Today across the world, government institutions, multinational companies and donor agencies make billions of dollars of cash payments to poor households every month. These payments include salaries, payments to vendors, pensions, social welfare stipends, cash-for-work programs, and emergency relief payments. Not only are cash based payments costly and inefficient, they represent a missed opportunity to bring poor people into the formal, digital financial system.

The Better than Cash Alliance is a partnership of governments, NGOs and businesses that believe there is real value in creating an electronic financial services infrastructure that the world’s poor can use. By joining the Alliance, these organizations agree to convert their payments into digital form, strengthening the digital financial infrastructure and fostering the poor’s access to the formal financial system while benefiting from a wide-range of benefits.

Once poor people are connected to institutions like utility companies, enterprises & governments through an e-payment system, transactions can be made instantly. Social welfare payments could reach households directly without some (or all) of that payment being diverted to unintended beneficiaries. Electricity bills could be paid with a push of a few buttons instead of traveling to an often distant office with a handful of cash and waiting in a long queue.

A growing body of evidence also suggests that poor people will experience direct welfare benefits from access to electronic financial services. A rigorous analysis of Kenya’s mobile money system, M-PESA, shows that usage of the product allowed households to sustain their consumption spending, especially on food and education, at times of unexpected illness. Even marginal improvements in savings tools can generate sizable welfare effects in some contexts. In two separate field experiments, having harvest proceeds direct deposited to commitment savings accounts in Malawi resulted in a 30 percent increase in farm inputs, a 22 percent increase in revenues, and a 17 percent increase in household consumption. In Kenya a similar study using fertilizer savings vouchers resulted in a 39 percent increase in fertilizer usage by poor farmers.
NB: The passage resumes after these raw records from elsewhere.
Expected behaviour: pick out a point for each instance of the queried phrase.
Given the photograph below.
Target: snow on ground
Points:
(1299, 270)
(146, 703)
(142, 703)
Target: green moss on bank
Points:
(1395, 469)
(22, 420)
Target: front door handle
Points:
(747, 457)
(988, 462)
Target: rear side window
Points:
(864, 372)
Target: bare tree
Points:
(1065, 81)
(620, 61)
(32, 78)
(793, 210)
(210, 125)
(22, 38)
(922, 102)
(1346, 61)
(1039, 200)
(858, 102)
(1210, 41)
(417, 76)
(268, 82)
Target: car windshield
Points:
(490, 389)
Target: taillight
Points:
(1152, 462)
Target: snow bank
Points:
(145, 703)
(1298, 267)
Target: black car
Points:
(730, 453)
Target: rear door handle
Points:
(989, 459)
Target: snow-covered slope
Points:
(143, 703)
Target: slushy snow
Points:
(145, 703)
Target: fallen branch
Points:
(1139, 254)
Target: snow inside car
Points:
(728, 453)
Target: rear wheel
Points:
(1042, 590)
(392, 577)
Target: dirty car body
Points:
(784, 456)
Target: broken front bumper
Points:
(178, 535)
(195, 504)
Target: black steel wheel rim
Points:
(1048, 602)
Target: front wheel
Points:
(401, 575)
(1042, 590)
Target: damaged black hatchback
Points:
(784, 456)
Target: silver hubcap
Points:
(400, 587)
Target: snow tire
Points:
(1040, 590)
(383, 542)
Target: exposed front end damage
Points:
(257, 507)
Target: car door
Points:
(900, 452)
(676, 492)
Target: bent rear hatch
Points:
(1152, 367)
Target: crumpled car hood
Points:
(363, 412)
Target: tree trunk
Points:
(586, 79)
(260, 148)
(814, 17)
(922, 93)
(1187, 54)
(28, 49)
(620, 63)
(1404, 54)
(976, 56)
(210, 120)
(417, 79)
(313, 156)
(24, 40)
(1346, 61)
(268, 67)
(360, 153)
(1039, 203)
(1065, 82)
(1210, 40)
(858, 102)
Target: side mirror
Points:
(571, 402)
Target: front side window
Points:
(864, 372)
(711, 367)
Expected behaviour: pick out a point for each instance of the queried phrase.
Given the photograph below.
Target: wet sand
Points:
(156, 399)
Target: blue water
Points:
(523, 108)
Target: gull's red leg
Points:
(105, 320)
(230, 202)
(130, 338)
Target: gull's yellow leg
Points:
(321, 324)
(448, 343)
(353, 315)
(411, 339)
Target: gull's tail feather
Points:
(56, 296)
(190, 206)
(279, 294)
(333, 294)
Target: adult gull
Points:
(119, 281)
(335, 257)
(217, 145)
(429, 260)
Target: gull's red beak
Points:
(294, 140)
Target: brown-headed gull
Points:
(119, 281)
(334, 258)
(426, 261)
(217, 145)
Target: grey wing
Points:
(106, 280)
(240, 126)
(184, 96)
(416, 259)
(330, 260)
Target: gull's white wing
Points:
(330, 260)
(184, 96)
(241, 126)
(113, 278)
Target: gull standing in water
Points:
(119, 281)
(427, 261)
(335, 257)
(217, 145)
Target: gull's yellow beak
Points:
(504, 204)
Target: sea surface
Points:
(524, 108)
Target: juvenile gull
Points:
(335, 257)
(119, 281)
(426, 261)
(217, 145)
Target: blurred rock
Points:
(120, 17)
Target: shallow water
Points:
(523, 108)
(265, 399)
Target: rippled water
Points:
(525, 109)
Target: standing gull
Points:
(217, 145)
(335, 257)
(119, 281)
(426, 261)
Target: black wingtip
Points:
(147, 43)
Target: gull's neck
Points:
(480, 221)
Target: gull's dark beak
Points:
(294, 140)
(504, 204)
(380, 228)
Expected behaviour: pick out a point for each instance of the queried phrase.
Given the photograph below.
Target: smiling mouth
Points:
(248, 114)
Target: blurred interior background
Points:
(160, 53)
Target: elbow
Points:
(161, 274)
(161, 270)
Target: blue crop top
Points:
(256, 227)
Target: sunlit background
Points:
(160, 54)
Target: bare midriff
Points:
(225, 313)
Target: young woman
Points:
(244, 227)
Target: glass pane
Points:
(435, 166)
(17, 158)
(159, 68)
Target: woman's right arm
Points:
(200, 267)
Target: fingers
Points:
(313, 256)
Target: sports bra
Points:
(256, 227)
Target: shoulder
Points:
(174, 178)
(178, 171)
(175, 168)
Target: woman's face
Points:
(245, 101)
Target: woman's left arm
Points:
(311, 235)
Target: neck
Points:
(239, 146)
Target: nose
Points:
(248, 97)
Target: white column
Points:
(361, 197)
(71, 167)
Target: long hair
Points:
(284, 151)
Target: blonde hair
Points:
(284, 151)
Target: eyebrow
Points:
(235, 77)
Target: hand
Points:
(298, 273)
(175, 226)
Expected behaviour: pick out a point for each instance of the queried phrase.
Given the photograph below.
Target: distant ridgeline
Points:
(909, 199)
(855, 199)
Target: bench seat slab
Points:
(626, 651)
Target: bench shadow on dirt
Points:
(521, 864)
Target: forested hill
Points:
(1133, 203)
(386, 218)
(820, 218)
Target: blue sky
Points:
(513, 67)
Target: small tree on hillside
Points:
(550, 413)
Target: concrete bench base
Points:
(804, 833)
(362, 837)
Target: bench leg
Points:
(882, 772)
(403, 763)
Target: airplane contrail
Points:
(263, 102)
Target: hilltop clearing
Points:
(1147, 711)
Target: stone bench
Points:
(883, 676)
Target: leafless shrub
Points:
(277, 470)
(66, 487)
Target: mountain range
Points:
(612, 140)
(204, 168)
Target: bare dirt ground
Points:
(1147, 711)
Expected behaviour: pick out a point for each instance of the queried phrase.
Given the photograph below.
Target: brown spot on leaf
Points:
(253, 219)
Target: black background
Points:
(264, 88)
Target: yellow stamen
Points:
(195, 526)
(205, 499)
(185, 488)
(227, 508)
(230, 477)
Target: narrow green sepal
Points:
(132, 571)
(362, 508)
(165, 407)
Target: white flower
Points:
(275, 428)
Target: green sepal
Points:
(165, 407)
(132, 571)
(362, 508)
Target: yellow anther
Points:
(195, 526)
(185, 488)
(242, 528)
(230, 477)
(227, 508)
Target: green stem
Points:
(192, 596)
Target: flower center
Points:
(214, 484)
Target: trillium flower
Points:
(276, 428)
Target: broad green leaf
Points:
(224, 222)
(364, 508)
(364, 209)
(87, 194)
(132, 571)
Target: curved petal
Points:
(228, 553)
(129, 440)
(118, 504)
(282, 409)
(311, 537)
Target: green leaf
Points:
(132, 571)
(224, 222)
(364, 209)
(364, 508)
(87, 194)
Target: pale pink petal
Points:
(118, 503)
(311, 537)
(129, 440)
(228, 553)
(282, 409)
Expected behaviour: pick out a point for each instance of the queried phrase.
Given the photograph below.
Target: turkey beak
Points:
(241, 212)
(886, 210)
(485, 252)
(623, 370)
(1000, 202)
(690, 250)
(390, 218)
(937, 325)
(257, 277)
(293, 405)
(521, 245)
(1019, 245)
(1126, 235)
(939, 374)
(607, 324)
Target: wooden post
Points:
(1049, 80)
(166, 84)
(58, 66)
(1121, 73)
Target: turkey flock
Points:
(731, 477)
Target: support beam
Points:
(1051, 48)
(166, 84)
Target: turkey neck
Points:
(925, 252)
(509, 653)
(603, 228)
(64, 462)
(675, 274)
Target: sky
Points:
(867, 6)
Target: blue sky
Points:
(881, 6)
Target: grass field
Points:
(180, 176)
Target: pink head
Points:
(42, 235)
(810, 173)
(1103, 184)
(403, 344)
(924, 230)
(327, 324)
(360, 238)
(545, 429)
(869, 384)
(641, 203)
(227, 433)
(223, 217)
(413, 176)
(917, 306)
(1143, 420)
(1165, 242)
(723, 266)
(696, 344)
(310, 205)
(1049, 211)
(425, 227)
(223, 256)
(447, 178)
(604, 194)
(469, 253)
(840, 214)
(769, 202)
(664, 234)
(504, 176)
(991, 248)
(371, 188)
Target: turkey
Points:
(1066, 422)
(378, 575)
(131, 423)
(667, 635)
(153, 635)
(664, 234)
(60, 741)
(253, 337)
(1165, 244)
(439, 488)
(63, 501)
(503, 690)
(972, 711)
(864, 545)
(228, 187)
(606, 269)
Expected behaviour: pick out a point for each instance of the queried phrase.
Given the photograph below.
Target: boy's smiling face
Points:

Organizations would also benefit from a wide-range of advantages. In fact, a recent report by the World Bank found that governments can cut up to 75 percent of costs through electronic payment programs, while significantly reducing the delivery of funds to poor households. Digital financial services also increase speed and transparency. A recent study following the earthquake in Haiti found that delivering aid via mobile money cut the delivery time from 12 to 5 days. In Afghanistan, when Police officers started receiving their salary through mobile phones, it prompted them to think they had received a 30 percent raise. Instead, they were actually being paid their true salary rather than seeing funds being “taken off the top” by those managing the payments.

And most important to our work, digital financial services have the potential to reach the over 2 billion people not currently served by the formal financial system.

While cash will most likely have a role in developing economies for many years to come, there is emerging evidence that connecting poor people to digital payment systems can help them get and stay out of poverty. By helping organizations digitize payments to poor recipients, the Better than Cash Alliance can help build a cash-lite society including millions of poor households in the formal economy and help them build financial security and live healthy, productive lives.